YouTube is Time's
invention of year
BY BILL HUTCHINSON
DAILY NEWS STAFF WRITER
Monday, November 6th, 2006
The breakthrough that turns home movies into Internet blockbusters is Time magazine's Invention of the Year.
YouTube, which sparked a revolution by allowing Joe Schmoes everywhere to get their 15 nanoseconds of Web fame, beat out a supereconomical car and a soldier-saving robot for the eye-opening honor.
"Only YouTube created a new way for millions of people to entertain, educate, shock, rock and grok one another on a scale we've never seen before," Time's editors wrote in the issue hitting newsstands this week.
"The rules are different now, and one Web site changed them: YouTube."
The computer innovation is the brainchild of Steve Chen, Chad Hurley and Jawed Karim, who went from Silicon Valley geeks to ultrarich geniuses when they sold YouTube to Google for $1.65 billion.

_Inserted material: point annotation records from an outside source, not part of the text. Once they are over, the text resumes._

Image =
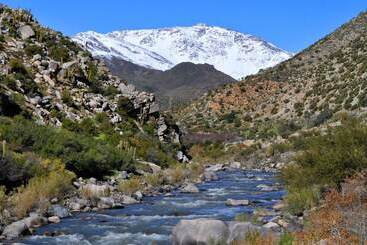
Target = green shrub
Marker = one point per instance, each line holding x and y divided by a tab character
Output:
85	155
33	49
59	53
300	199
324	162
17	66
329	159
130	186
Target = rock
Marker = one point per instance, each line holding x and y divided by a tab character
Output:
264	212
36	57
190	188
266	188
54	219
271	225
239	230
209	176
138	195
105	202
129	200
233	202
58	210
200	231
34	220
215	168
283	223
92	180
53	66
69	64
26	32
15	229
154	107
235	165
153	167
96	190
279	206
181	157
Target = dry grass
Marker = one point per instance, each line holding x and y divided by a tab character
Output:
176	174
255	238
342	218
130	186
41	189
154	180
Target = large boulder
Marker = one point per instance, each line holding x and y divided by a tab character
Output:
234	202
15	230
58	210
209	176
200	231
26	32
190	188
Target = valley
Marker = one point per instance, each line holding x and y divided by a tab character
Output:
181	135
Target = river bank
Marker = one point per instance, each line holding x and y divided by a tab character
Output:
154	218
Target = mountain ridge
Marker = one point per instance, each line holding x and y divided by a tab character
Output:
325	78
231	52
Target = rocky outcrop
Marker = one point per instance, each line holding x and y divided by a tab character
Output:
60	80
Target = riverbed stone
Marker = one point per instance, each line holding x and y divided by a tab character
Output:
190	188
105	202
58	210
271	225
15	229
129	200
209	176
234	202
54	219
199	231
215	167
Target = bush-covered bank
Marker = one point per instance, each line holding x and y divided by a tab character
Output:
327	183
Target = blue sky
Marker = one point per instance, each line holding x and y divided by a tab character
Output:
290	24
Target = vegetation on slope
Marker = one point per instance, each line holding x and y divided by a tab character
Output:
305	90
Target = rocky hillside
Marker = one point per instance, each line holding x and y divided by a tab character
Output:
230	52
176	86
327	77
48	79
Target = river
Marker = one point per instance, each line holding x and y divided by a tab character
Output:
151	221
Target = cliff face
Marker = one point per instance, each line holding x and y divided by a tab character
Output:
48	78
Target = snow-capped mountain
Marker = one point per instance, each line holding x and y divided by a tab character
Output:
231	52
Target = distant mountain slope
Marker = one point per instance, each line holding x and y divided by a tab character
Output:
327	77
180	84
230	52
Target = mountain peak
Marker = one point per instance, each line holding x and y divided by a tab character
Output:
231	52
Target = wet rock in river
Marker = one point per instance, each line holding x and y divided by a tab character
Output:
190	188
199	231
58	210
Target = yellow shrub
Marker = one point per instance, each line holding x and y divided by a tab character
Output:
130	186
154	179
41	189
176	174
3	198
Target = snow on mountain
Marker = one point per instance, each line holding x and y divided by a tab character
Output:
231	52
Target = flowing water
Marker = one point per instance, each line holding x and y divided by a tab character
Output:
151	222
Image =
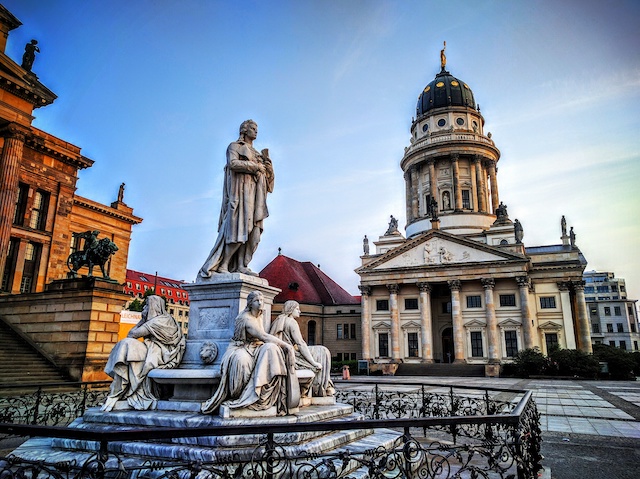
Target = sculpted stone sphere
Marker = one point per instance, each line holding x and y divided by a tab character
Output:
248	179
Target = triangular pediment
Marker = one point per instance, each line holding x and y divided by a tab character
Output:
436	248
410	324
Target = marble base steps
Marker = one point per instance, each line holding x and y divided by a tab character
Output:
441	369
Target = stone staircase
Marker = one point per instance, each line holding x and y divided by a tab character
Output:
441	369
21	363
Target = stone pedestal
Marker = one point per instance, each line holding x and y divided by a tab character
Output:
214	305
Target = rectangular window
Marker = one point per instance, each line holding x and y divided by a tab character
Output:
476	344
411	303
39	211
547	302
551	339
466	201
382	305
413	344
383	345
10	265
21	204
507	300
30	268
511	343
474	302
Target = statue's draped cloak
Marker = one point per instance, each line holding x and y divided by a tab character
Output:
244	205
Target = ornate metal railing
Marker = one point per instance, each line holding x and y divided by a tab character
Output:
502	439
48	404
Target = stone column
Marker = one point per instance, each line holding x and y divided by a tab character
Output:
524	284
480	178
415	203
395	320
14	136
433	184
457	192
365	292
495	198
456	316
492	322
584	342
567	316
425	322
474	186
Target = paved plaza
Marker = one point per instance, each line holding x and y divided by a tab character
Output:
599	408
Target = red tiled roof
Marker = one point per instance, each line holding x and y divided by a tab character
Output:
304	283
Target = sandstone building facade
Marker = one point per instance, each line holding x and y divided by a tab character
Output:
462	286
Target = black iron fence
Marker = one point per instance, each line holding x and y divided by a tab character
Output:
435	433
55	404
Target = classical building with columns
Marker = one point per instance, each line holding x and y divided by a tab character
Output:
462	286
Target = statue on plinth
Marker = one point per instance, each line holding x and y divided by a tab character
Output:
315	358
248	179
94	253
131	361
29	55
258	369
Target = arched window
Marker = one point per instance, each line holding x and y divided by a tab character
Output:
311	333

But the magazine contends the trio's creation would have been lost in cyberspace if not for the would-be filmmakers, singers, science-project enthusiasts and amateur daredevils uploading 70,000 new videos a day on YouTube.
It's also become the place to go for the latest "gotcha" videos of imploding politicians.
"They had no idea. They had opened a portal into another dimension," the magazine wrote of Chen, Hurley and Karim - who came up with the way of taking videos in any format and making them play on nearly any computer's Web browser.